Vous entendrez plus probablement un Mayday que vous n'en émettrez un. Si un CROSS est déjà en train de l'accuser réception, restez hors du canal et écoutez. Si vous entendez un appel de détresse qui reste sans réponse, vous êtes tenu de le relayer. Le format reprend celui de l'original :

« Mayday relay, Mayday relay, Mayday relay. Ici [nom de votre bateau, trois fois], [MMSI]. Reçu le Mayday suivant de [nom du bateau], à [heure], position [coordonnées], nature de la détresse [détail]. À vous. »

Votre ASN peut également émettre un appel de relais de détresse, qui est une entrée de menu distincte sur la plupart des postes. Utilisez-le si vous êtes témoin de l'urgence d'un autre navire, par exemple un bateau proche en feu sans radio en état de marche. N'appuyez jamais sur votre propre bouton de détresse au nom d'un autre : cela identifie votre MMSI comme le navire en danger et brouille l'image SAR.

Ce que la radio ne peut pas faire seule

La VHF est en visibilité directe. Depuis une antenne en tête de mât à 15 mètres, comptez 25 à 40 milles nautiques jusqu'à une station côtière, moins depuis un portatif à hauteur de cockpit. Au-delà, l'ASN sur VHF ne suffit pas. C'est là qu'une deuxième couche d'alerte compte, et que le choix entre une RLS, une PLB ou une balise AIS MOB devient concret. Si vous n'avez pas encore tranché pour votre bateau, notre comparatif EPIRB, PLB ou balise AIS : quelle balise de détresse embarquer précise laquelle correspond à quel type de navigation.

Pour les traversées véritablement hauturières, l'ASN VHF est un outil côtier. Vous voudrez aussi pouvoir dialoguer avec un coordinateur de sauvetage, pas seulement l'alerter. Notre panorama des communicateurs satellite pour la navigation hauturière couvre les compromis pratiques entre Iridium, inReach et les options plus récentes.

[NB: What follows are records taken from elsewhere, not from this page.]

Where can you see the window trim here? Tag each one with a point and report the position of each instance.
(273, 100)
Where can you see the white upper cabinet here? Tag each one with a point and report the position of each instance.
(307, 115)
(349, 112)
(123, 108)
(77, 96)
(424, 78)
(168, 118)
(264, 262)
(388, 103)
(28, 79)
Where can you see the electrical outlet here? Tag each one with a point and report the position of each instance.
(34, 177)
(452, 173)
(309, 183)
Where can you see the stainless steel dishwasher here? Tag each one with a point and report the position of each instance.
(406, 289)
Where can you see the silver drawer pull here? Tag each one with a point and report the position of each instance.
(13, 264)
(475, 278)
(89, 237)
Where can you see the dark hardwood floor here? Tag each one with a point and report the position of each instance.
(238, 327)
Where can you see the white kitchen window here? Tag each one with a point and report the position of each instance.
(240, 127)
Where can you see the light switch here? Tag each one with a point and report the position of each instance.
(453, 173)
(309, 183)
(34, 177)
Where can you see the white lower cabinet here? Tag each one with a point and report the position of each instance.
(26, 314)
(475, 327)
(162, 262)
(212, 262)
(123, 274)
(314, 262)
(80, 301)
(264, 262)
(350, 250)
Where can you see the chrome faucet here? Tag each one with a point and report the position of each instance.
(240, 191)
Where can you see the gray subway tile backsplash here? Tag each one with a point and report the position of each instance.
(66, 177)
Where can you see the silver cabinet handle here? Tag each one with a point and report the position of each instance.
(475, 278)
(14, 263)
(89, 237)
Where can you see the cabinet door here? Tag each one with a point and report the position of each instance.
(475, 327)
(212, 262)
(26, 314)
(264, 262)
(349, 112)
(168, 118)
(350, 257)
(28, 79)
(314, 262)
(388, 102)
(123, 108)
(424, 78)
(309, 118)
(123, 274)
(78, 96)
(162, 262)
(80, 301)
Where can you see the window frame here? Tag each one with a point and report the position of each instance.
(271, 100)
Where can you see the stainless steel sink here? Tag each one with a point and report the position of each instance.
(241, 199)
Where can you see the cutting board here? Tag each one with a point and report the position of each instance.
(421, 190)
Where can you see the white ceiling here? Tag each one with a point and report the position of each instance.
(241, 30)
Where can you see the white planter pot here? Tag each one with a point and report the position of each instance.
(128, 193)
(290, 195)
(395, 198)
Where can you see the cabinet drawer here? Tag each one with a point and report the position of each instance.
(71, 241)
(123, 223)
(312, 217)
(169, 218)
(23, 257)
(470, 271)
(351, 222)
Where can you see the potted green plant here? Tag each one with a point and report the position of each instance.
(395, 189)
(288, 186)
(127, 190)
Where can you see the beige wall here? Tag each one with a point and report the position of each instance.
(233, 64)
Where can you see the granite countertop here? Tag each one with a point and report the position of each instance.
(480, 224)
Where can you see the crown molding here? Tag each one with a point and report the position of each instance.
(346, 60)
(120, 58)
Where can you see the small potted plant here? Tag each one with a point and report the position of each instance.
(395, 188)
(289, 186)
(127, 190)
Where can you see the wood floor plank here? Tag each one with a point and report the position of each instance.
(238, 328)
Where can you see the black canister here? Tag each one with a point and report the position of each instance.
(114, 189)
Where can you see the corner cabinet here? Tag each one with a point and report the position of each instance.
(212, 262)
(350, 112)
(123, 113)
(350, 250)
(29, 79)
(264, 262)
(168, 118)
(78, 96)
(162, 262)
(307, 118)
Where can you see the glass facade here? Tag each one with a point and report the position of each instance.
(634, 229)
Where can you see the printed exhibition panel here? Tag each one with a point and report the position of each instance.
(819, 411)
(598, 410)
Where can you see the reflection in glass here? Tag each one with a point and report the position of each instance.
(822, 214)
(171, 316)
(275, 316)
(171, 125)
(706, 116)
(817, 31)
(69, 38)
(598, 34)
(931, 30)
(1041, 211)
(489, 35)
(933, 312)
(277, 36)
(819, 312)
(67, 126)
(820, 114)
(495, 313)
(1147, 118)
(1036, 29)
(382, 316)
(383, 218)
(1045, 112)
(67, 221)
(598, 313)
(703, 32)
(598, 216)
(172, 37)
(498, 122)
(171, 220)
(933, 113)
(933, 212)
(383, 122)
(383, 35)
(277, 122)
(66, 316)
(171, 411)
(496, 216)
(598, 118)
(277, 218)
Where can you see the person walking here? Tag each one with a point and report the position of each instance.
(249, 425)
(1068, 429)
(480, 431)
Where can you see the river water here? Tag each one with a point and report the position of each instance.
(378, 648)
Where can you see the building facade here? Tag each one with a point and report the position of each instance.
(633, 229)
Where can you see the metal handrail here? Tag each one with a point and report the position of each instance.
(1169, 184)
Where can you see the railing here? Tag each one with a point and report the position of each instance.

Deux autres outils accompagnent la radio et se font souvent oublier dans la panique :

  • Signaux visuels. Une fois les secours proches, les guider jusqu'à vous est une compétence à part. Sachez comment utiliser une fusée de détresse en toute sécurité avant d'avoir à en tirer une depuis un cockpit qui bouge.
  • AIS. Si votre MMSI est programmé et que vous émettez en AIS, les moyens SAR vous verront avant de voir votre coque. La même image fonctionne dans l'autre sens : bien lire un AIS vous indique quel navire commercial est le plus proche et le mieux placé pour assister.

Exercices, annulations et fausses alertes

Deux règles que les skippers expérimentés oublient parfois :

Annulez immédiatement une fausse alerte. Si vous appuyez sur le bouton de détresse par accident, n'éteignez pas la radio. C'est la pire réaction, car cela laisse une alerte de détresse non résolue dans le système et engage les moyens SAR à chercher un navire qui va bien. Restez au contraire sur le canal 16 et transmettez : « À toutes les stations, à toutes les stations, à toutes les stations, ici [nom du bateau], [MMSI], position [coordonnées]. J'annule mon alerte de détresse de [heure]. Aucune détresse. Terminé. » Répétez si besoin. Consignez l'incident au journal de bord.

Exercez-vous, discrètement. Une fois par saison, à quai, antenne débranchée ou radio en mode test documenté, déroulez le script vocal avec votre équipage. Montrez à chaque personne à bord où se trouve la radio, comment décrocher le micro, à quoi ressemble le cache rouge, et comment lire la position du bateau sur le lecteur de cartes. Sur un bateau de location, cela fait partie du briefing sécurité, au même titre que le radeau et les gilets. À ce propos, les erreurs fréquentes avec les gilets automatiques ont tendance à ressortir au moment même où un Mayday est raté.

La compétence de fond ici est simple : appuyer, maintenir, réciter le script. Ce qui la rend efficace sous pression, c'est de savoir que votre MMSI est correct, que votre GPS alimente la radio, que votre équipage a déjà entendu ces mots, et que votre position apparaît à l'instant où vous jetez un œil au traceur. Ce dernier point, disposer d'une position propre et à jour et d'un état du bateau que vous pouvez résumer en une phrase, c'est précisément ce que l'Oria Box tient prêt en arrière-plan. Si un Mayday est le dernier appel que vous souhaitez avoir à passer, c'est aussi celui qui mérite d'être répété avant le début de la saison.